More than 20,300 cars a day drive through the eastern entrance to W. Broadway, passing a Taco Bell, a Wendy's, and two ramshackle buildings alongside the enormous facade of Kemp's dairy plant.
Nearby, a chain-link fence on a bridge over I-94 and a strip club offer an uninviting entrance to the neighborhood.
Once among Minneapolis' most important thoroughfares, W. Broadway is still waiting for a revival to take hold.
City officials and developers are targeting empty spaces along the North Side corridor as debates are playing out at City Hall and in the local neighborhoods about whether those are the kind of fixes Broadway truly needs.
Already, the city has poured $14.3 million into the area over the last five years and several new projects are underway. But many of the challenges facing the area highlight why the neighborhood has struggled. There is little consensus on what to tear down and what to preserve, and some economy-rattled community leaders are growing frustrated with the slow pace of progress.
While Kemp's wants to bulldoze the vacant structures, an old White Castle and Vietnamese market, to expand its parking lot, critics contend that would make the neighborhood even less friendly.
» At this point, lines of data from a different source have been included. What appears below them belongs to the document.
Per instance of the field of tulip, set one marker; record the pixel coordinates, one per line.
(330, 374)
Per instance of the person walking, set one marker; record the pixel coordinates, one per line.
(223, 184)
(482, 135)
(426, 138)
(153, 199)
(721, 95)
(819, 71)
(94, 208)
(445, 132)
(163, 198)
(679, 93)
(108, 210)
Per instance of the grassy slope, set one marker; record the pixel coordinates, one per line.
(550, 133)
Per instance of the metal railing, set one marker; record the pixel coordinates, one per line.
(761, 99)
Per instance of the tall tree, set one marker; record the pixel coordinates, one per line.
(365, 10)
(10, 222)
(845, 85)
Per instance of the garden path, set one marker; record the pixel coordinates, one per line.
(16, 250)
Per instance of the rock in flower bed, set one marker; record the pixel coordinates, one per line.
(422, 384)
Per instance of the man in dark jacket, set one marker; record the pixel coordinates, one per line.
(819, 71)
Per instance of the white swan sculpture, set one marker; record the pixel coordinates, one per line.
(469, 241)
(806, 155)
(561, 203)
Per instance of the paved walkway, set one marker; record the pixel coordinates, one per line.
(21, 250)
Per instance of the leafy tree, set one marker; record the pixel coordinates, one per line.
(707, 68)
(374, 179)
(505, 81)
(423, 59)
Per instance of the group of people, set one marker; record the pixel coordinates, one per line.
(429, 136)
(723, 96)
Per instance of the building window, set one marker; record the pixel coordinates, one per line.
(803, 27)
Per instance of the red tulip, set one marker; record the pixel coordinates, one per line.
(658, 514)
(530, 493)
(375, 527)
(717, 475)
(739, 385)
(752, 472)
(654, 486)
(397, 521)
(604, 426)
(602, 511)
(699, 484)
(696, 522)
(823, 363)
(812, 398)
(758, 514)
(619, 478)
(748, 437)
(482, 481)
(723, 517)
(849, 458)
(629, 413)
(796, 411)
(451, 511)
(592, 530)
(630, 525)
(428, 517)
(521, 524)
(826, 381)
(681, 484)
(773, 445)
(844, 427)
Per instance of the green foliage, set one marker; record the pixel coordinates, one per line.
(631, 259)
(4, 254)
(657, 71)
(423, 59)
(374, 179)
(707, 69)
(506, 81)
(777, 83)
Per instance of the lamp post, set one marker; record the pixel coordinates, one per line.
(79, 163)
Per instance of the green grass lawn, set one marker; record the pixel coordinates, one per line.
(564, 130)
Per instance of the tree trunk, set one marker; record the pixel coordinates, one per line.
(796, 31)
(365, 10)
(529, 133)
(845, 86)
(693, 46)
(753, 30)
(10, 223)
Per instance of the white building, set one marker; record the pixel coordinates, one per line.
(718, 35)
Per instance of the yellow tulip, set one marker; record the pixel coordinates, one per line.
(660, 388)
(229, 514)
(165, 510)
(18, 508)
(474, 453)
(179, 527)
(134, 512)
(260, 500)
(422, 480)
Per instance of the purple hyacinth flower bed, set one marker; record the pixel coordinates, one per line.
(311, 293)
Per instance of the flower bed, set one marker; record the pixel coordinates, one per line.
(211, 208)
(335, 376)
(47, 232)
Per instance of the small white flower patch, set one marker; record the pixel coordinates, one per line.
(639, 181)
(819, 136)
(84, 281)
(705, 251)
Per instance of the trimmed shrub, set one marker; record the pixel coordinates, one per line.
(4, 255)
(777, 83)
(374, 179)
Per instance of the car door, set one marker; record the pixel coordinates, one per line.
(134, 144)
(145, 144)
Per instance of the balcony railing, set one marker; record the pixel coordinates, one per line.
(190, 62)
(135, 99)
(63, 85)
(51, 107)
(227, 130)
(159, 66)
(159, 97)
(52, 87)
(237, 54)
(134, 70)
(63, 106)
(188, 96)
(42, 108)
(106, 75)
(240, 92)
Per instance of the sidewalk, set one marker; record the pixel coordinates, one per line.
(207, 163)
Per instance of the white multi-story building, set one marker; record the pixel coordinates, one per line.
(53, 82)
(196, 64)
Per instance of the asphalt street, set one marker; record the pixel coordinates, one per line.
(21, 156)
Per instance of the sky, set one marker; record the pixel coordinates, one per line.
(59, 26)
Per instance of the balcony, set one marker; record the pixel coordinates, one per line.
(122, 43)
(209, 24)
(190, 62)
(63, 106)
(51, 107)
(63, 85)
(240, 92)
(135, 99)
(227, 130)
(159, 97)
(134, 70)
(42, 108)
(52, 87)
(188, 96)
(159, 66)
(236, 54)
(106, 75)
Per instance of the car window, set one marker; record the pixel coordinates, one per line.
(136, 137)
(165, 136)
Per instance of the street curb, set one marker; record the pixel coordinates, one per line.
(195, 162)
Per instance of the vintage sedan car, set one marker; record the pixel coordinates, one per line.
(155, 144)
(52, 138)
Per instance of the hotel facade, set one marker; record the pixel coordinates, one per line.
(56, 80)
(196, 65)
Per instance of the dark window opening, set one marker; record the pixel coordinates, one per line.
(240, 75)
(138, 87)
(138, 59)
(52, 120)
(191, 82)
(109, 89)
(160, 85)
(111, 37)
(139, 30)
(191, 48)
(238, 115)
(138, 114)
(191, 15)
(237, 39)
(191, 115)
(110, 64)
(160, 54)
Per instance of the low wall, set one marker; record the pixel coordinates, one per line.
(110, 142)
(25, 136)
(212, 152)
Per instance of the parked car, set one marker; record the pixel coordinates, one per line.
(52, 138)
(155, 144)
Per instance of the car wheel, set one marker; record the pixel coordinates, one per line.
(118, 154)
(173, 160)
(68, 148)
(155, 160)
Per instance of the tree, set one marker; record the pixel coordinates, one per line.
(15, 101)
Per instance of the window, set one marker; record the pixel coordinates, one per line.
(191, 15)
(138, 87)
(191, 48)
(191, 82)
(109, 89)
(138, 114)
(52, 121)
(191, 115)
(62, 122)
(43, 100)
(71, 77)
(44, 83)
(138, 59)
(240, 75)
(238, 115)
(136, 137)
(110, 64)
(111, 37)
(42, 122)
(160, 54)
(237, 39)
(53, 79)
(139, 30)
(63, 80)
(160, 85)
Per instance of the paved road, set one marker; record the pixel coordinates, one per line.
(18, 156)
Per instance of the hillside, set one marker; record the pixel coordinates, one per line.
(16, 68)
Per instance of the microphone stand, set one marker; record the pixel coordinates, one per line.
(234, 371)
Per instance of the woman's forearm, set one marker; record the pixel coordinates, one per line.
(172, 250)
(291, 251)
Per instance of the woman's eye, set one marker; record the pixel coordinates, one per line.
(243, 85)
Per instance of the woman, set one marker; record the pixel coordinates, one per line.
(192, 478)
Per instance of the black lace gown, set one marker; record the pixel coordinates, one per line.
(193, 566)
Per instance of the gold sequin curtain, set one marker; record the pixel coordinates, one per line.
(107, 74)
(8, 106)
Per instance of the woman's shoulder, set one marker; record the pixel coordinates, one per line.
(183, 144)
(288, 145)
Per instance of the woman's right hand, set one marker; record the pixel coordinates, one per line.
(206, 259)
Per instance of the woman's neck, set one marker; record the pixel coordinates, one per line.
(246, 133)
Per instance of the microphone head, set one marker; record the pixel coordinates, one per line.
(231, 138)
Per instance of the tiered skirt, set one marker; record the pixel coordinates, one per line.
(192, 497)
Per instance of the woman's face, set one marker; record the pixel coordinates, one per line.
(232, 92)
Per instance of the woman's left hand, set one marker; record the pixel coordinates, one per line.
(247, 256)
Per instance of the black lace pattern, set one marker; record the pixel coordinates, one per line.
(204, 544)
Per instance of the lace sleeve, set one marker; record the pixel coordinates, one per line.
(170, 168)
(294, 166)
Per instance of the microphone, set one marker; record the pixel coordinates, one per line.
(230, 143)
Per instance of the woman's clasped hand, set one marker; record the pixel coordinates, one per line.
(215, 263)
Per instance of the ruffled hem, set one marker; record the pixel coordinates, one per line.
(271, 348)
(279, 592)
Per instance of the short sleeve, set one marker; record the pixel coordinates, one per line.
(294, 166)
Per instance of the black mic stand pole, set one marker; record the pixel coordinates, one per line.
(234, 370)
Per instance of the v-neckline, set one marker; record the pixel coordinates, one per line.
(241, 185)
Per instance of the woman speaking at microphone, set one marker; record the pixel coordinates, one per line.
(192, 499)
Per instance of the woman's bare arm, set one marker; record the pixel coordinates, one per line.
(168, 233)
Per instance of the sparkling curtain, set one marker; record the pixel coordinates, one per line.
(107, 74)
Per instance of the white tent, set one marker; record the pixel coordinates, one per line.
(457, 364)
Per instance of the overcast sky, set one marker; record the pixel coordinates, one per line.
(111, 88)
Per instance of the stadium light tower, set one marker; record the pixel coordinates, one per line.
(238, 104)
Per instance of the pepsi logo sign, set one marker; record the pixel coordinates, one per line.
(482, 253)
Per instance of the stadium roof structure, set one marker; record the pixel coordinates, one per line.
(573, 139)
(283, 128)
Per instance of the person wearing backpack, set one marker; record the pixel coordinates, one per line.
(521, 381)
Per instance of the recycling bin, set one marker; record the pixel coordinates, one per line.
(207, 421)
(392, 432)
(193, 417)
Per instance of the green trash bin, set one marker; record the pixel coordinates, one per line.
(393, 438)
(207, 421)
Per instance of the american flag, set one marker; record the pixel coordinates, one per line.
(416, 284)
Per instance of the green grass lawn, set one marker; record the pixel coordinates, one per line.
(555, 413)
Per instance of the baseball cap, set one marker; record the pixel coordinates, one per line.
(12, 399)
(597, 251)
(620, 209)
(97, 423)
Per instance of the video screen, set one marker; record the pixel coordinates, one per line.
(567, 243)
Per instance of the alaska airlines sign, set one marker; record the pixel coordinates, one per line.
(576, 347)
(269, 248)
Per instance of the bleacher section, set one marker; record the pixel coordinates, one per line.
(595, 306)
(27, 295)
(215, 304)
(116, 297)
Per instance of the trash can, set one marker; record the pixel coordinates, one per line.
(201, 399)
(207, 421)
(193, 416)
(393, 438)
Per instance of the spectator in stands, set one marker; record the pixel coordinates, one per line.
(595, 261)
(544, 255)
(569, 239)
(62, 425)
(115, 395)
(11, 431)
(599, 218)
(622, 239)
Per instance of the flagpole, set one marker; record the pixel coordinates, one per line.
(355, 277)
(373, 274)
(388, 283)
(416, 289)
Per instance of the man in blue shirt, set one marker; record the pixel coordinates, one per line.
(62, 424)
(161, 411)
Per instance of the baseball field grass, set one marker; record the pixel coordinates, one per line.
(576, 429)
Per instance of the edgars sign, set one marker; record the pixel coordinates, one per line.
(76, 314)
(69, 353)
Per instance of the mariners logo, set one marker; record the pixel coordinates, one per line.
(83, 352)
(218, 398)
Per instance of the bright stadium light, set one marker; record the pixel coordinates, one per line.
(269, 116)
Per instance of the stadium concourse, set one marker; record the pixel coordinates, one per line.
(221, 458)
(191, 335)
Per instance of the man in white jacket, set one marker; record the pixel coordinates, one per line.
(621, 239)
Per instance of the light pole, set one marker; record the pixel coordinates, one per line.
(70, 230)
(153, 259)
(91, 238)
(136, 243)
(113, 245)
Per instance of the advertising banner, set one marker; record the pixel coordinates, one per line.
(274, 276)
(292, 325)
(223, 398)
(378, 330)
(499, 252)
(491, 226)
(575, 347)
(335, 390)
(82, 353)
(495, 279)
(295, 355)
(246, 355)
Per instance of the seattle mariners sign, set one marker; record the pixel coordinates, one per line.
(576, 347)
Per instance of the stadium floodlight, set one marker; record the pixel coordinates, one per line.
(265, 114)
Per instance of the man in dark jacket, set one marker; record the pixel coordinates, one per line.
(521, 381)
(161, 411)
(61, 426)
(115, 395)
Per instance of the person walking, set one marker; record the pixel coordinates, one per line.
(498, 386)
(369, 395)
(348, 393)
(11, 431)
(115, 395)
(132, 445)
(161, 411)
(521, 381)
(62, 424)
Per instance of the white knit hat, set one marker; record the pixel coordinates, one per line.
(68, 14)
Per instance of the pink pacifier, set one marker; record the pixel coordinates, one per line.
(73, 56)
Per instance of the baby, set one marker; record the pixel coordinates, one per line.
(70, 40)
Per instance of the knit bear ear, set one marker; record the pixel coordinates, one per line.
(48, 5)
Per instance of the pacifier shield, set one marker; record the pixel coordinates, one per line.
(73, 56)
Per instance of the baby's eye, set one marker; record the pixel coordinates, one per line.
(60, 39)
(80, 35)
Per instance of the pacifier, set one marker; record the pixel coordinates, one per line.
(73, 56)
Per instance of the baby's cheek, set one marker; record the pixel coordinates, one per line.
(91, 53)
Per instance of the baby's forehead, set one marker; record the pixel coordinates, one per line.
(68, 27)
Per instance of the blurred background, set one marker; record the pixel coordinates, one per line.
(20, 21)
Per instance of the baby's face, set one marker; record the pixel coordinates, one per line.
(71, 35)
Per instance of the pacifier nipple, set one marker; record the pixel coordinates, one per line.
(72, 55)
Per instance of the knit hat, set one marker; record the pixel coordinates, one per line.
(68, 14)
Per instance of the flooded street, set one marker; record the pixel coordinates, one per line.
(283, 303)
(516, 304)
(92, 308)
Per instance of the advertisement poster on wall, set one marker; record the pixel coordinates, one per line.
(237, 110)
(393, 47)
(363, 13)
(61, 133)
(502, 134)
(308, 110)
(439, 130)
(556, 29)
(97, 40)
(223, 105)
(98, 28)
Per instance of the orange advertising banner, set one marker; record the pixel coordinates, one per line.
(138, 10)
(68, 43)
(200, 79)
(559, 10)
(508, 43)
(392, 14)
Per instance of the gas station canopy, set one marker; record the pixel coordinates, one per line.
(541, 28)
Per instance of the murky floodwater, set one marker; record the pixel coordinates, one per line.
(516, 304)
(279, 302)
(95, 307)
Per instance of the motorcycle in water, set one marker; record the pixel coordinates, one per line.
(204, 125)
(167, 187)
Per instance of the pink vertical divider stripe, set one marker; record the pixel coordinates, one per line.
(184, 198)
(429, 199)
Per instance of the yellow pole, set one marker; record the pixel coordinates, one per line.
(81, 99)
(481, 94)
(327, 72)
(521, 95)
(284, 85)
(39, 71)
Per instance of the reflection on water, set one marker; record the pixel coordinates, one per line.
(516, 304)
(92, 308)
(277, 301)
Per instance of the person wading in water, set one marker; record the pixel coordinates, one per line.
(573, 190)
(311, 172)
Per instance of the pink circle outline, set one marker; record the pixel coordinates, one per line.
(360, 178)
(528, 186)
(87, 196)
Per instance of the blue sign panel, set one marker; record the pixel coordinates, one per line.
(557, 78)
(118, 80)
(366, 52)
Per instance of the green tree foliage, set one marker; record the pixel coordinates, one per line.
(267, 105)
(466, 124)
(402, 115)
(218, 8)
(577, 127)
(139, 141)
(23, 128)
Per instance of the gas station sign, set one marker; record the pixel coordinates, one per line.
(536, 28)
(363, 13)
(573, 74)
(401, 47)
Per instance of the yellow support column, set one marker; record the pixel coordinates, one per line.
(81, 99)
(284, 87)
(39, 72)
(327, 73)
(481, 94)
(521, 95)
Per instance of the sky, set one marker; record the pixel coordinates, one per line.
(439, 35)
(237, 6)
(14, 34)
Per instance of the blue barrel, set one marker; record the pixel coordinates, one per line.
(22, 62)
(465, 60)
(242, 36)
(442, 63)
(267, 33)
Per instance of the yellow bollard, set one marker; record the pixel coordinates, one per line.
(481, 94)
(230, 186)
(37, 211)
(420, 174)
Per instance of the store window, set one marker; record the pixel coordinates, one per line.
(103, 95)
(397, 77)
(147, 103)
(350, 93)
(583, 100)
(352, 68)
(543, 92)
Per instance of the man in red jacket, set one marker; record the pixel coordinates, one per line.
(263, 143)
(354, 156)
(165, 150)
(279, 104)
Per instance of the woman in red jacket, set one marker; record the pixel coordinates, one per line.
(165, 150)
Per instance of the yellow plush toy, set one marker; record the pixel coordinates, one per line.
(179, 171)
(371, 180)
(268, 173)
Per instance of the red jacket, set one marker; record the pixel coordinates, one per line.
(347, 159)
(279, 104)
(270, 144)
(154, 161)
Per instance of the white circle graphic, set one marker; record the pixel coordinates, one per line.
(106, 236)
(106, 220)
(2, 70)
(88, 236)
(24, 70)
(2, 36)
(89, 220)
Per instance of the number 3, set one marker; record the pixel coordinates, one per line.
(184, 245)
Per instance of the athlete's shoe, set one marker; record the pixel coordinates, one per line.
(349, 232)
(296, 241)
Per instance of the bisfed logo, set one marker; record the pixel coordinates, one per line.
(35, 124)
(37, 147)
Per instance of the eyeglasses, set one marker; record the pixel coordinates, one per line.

Council Member Blong Yang is leading an effort to have the city designate the White Castle a historic structure, slamming shut the chance for a new parking area.
"The last thing we need is more surfacing parking lots," said Alissa Luepke-Pier, a planning commissioner who lives in north Minneapolis.
In the blocks to the west, rows of rundown shops — including a tax service, barbershop, DVD store and grocer — sit opposite a Burger King, a shopping mall with a large parking lot fronting the street, and a dilapidated car dealership with broken windows.